Weil sie so klug und fleißig sind, hat sie der Indianer achten gelernt. Leider muß er sie manchmal töten, aber nur, weil auch er leben muß. Er nimmt großen Anteil an ihrem Tun und Treiben und sieht sie fast wie einen andern Menschenstamm an. Und ganz besonders die Biber, die haben es ihm angetan. Mancher rote Mann kann bis zu einem gewissen Grad ihre Sprache verstehen, denn ihre Stimme ist der des Menschen nicht ganz unähnlich. Alle Tiere, mögen sie noch so klein und wertlos scheinen, haben ihren Platz auszufüllen. Keines ist umsonst da.

Das weiß der Indianer, und darum läßt er sie, wenn er es nur irgendwie kann, in Ruhe und Frieden. Und weil sie mit ihm die Mühsal des Lebens in der Wildnis teilen, heißt er sie »Kleine Brüder«. Wie oft sieht man einen kleinen Bären, einen jungen Biber, ein Fischotterchen oder ein Elchkälbchen frei durchs Indianerdorf toben. Sie könnten gehen, wenn sie wollten, niemand würde ihnen die Freiheit verwehren, aber sie bleiben, wo sie sich zuhause und geborgen fühlen. Eines Tages sind sie erwachsen, und dann ist der Ruf der Wildnis stärker als alle Bande, und sie ziehen fort, ihrem eigenen Leben entgegen. Und das Indianerdorf? Oh, das hat bald wieder irgendeinen kleinen Liebling.

Nun wißt ihr, wie das Land aussieht und wie die Indianer leben. Ihr habt etwas von den Tieren des Landes erfahren, und nun will ich von dem »kleinen Volk der Wälder« berichten. Eine wahre Geschichte; sie begann an einem kleinen Gewässer, an dem eine glückliche Biberfamilie lebte.

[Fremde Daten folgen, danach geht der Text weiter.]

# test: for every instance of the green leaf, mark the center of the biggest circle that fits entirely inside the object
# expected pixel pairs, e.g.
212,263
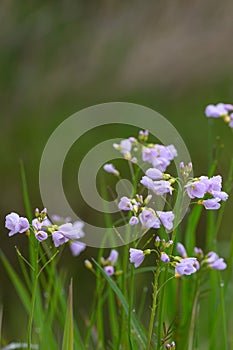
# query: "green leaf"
68,337
138,331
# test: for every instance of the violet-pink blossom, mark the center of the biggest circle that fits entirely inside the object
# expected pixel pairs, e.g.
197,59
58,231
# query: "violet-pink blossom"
187,266
16,224
125,204
136,257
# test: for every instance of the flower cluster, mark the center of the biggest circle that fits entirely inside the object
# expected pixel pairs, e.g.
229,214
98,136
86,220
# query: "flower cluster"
60,229
209,190
148,217
221,110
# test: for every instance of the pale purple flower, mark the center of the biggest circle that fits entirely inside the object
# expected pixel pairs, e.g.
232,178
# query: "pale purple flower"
67,232
148,154
39,225
181,250
57,219
196,189
125,204
133,221
136,257
187,266
41,236
78,227
154,174
77,247
23,225
167,218
58,238
228,107
16,224
147,182
214,262
219,264
164,257
212,184
212,204
221,195
109,270
160,163
113,256
161,187
149,219
231,122
198,251
144,133
134,160
109,168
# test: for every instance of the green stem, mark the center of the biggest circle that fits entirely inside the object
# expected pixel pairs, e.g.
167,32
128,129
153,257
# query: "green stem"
153,310
131,297
193,318
33,298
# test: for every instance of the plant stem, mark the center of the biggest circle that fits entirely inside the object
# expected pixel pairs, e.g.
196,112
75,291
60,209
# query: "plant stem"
153,310
33,298
193,318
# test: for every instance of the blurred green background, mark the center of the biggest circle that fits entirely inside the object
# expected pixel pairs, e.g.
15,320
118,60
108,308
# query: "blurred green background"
58,57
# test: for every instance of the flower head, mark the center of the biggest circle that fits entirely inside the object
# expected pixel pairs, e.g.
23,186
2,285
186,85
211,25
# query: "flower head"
148,219
41,236
167,218
113,256
133,221
214,262
125,204
164,257
16,224
212,203
136,256
109,168
109,270
77,247
181,250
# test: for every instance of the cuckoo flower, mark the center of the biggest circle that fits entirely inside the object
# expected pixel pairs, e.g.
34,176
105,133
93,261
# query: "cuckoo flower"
186,266
109,168
16,224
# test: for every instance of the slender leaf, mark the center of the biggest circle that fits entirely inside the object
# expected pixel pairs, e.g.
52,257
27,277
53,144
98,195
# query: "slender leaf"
68,337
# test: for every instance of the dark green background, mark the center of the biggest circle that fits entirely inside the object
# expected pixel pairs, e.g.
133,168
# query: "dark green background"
58,57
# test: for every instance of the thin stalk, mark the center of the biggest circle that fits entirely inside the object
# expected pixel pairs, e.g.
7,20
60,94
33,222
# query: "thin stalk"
33,298
131,297
153,310
193,318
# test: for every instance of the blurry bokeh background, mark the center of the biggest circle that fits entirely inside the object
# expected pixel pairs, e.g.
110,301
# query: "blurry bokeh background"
59,57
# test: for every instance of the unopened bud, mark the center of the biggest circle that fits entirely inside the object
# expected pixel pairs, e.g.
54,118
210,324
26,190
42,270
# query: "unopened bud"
88,264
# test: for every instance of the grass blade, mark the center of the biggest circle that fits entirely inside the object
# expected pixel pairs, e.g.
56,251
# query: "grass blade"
68,337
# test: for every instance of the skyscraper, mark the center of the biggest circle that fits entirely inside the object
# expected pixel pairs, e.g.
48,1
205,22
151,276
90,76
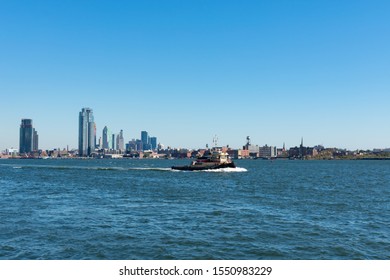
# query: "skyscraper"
27,136
120,143
153,143
86,132
35,140
106,139
145,139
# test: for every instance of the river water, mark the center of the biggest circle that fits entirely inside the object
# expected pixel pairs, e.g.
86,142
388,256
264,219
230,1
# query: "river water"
140,209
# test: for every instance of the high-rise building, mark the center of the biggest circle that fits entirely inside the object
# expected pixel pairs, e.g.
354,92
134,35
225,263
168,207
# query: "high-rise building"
35,140
120,143
27,136
144,137
153,143
86,132
106,140
112,142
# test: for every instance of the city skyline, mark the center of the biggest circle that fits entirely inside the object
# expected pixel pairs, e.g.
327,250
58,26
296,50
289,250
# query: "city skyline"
189,70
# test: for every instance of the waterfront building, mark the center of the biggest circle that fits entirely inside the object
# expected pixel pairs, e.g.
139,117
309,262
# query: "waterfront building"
106,140
28,137
86,132
120,143
153,143
35,140
112,142
268,152
144,138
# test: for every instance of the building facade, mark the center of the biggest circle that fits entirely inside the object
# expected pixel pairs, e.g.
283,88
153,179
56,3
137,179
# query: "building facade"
28,137
86,132
106,138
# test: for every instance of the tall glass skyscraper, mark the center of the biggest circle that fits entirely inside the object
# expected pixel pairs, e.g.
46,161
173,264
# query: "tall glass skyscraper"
86,132
106,139
27,137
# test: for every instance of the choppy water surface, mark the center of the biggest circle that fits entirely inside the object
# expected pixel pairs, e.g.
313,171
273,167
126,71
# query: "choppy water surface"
140,209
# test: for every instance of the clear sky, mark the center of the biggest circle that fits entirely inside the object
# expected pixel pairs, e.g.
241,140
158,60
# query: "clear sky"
188,70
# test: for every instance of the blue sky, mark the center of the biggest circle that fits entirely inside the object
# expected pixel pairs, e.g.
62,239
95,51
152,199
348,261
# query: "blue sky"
187,70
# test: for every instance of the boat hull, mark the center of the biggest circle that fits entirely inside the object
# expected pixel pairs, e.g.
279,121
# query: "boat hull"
204,167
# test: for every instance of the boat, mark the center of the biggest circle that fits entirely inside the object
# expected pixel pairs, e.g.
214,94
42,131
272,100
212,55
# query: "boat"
215,159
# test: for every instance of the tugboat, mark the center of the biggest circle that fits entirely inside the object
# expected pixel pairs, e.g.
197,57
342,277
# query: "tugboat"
214,160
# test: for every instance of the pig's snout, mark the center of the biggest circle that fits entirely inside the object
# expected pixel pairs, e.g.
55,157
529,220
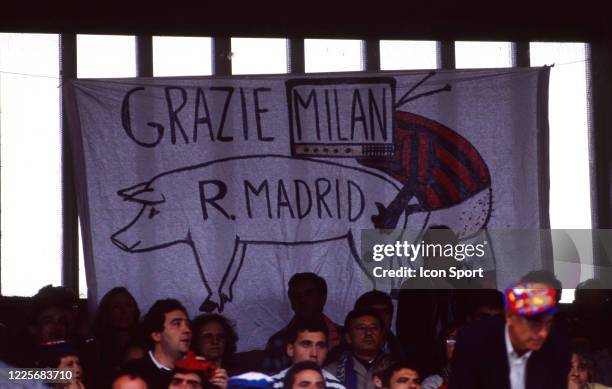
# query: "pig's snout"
117,242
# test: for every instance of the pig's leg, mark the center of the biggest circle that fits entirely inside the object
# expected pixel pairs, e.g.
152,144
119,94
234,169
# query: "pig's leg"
226,290
206,306
211,257
388,216
354,242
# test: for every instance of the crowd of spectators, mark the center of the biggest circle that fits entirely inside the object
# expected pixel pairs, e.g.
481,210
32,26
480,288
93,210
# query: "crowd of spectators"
466,339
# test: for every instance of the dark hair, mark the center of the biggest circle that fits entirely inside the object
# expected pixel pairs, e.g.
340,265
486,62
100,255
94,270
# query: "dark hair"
382,364
206,384
357,313
51,355
440,360
131,372
102,320
373,297
231,337
544,277
154,319
51,296
311,325
385,376
309,277
298,367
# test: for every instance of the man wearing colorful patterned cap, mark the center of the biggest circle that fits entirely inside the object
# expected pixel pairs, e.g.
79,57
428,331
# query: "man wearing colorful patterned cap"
517,351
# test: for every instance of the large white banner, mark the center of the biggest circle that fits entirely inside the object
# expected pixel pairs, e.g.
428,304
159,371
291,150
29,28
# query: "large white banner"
215,190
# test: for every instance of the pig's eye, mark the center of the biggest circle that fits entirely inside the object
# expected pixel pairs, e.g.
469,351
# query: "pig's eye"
153,212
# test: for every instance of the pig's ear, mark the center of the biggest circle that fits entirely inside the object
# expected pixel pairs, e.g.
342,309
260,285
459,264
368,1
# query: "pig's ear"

Ich werde von einem indianischen Jäger, von seinem Sohn und von seiner Tochter erzählen und von zwei kleinen Biberkindern, die ihre Freunde waren. Ihr sollt hören von ihren Abenteuern in den großen Nordlandwäldern und in der fremden Stadt. Ihr sollt erfahren, welch gute Freunde diese vier waren, wie einer der Kameradschaft verloren ging und wiedergefunden wurde. Ich werde berichten von den Gefahren, die sie bestanden, von den Freuden, die sie erlebten, und wie alles zu Ende ging.

Und nun laßt uns Automobil und Rundfunk vergessen, löschet aus eurem Gedächtnis das Kino und alle Dinge, ohne die wir nicht leben zu können glauben. Wir wollen anderes denken: Kanu, Zelt, Schneereifen und Hundegespann. Laßt uns aufbrechen in jenes ferne, zauberhafte Nordland, wo große Ströme rauschen und stille, klare Seen funkeln, wo dunkle Wälder wogen und seltsame Tiere wohnen, Kleine Brüder, die sprechen und arbeiten. Laßt uns in jenes Reich ziehen, wo aus den Wassern singende Geisterstimmen tönen.

Und dann wollen wir uns in einem braunverräucherten Wigwam am flackernden Feuer niederlassen und der Geschichte lauschen. Höret!